The consistent outperformance against estimates, particularly the shift from negative to positive EPS, indicates effective management strategies and operational improvements. The company’s ability to surpass expectations might instill increased investor confidence, suggesting a robust outlook if the trend continues.

## Dividend Payments Table

Date Dividend

This section provides an overview of available data.

On August 25, 2025, BTIG Research revised its stance on Outer from “Buy” to “Neutral,” indicating a shift in their outlook towards a more cautious perspective on the stock. This adjustment signifies a reevaluation of the stock’s potential, although no specific target price was provided alongside the downgrade.

Previously, on July 18, 2025, Rosenblatt initiated coverage on Outer with a “Buy” rating, setting a target price of $24. This initiation suggests a positive view on the stock’s future performance, implying that Rosenblatt sees a significant upside from its current levels.

Earlier in the year, on May 29, 2025, Wells Fargo downgraded Outer from “Overweight” to “Equal Weight” with a target price of $18. This change indicates a neutral stance, suggesting that Wells Fargo perceives the stock as fairly valued at its current price, with limited upside potential.

On the same day, JP Morgan also downgraded Outer from “Overweight” to “Neutral,” adjusting the target price from $22 to $19. This represents a decrease in their valuation assessment and a shift to a neutral outlook, reflecting decreased expectations for the stock’s performance relative to previous estimates.
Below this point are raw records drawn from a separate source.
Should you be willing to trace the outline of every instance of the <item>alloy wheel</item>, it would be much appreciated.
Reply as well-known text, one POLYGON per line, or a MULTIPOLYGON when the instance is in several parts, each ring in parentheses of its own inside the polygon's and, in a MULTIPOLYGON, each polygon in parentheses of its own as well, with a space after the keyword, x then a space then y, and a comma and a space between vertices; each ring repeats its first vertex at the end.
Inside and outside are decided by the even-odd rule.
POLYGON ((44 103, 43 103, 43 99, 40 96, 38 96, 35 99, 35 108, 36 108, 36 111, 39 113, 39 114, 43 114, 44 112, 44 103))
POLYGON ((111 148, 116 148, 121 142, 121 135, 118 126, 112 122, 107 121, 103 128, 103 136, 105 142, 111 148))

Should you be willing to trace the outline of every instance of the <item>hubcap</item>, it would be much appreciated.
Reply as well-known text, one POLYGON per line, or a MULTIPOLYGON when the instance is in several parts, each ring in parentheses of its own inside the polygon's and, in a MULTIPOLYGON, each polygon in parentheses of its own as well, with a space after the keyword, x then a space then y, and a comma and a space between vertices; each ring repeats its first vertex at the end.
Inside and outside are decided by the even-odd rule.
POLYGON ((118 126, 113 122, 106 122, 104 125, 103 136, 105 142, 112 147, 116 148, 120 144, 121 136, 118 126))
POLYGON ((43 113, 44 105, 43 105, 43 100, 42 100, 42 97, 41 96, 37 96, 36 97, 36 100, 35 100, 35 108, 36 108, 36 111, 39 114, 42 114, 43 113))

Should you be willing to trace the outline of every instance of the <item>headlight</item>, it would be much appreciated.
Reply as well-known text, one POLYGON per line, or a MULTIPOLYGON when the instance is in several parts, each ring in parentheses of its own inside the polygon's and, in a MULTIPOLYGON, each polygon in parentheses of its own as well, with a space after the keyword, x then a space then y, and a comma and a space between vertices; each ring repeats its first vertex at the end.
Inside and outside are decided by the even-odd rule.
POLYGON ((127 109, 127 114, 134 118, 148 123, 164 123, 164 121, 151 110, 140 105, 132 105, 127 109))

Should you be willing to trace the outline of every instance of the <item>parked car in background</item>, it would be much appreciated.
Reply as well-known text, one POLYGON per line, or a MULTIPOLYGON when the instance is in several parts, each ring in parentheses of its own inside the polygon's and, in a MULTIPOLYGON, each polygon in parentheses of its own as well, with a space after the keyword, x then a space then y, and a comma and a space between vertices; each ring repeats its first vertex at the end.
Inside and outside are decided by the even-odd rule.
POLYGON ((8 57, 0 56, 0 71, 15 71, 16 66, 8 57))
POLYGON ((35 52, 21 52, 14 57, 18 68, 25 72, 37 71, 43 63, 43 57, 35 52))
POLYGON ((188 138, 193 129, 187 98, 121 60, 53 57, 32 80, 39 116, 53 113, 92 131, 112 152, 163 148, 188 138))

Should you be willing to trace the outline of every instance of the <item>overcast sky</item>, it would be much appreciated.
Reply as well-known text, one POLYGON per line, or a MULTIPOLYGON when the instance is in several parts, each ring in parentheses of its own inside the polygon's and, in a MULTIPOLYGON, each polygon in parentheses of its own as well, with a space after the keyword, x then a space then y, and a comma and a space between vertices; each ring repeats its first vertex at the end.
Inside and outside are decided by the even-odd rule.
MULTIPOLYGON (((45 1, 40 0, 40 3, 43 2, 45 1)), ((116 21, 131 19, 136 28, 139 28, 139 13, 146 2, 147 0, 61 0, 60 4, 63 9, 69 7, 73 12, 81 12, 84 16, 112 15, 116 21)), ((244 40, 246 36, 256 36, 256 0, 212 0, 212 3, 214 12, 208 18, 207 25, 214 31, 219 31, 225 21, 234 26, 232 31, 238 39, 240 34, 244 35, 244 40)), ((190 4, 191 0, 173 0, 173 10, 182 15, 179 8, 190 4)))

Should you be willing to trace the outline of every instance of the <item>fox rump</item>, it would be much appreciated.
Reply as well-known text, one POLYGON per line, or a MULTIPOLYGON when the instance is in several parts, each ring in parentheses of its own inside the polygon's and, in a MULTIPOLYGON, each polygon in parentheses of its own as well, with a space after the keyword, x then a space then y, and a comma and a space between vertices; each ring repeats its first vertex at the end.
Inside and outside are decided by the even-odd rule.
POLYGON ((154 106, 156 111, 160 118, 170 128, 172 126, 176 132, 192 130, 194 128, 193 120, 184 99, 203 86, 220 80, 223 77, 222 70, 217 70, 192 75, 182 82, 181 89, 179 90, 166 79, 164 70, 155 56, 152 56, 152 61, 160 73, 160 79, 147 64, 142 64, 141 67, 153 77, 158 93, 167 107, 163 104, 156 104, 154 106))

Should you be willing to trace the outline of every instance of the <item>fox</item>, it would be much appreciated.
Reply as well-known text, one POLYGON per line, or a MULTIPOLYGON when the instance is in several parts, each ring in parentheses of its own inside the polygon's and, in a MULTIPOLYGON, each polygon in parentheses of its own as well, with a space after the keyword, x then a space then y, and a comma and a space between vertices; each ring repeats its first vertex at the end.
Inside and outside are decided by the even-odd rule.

These rating changes highlight a mix of optimism and caution among analysts, reflecting varying expectations about Outer’s financial health and market position.

The current price of the stock stands at $18.51. Analyzing the ratings from various research agencies shows a mixed sentiment with a downward trend in recent evaluations. BTIG Research recently downgraded the stock from Buy to Neutral, indicating a shift towards a more conservative outlook. Similarly, both Wells Fargo and JP Morgan have downgraded their ratings, moving from Overweight to Equal Weight and Overweight to Neutral, respectively, with JP Morgan also lowering their target price from $22 to $19.

On the other hand, Rosenblatt initiated coverage with a Buy rating, setting a target price at $24, which suggests a potential upside compared to the current market price. However, the consensus among these analysts, considering the most recent downgrades, points towards a cautious stance on the stock’s near-term performance.

The average target price from these analysts comes to approximately $20.33, which still represents a potential increase from the current price but reflects a conservative optimism compared to earlier expectations. The shift in ratings and target prices suggests that investors might expect limited growth or stability in earnings per share (EPS) and dividends, though specific trends in these areas are not detailed in the data provided.

Disclaimer: The information provided here is for educational and informational purposes only and should not be interpreted as financial advice, investment recommendations, or trading guidance. Markets involve risk, and past performance is not indicative of future results. You should always conduct your own research and consult with a qualified financial advisor before making any investment decisions. By acting, you accept full responsibility for your choices.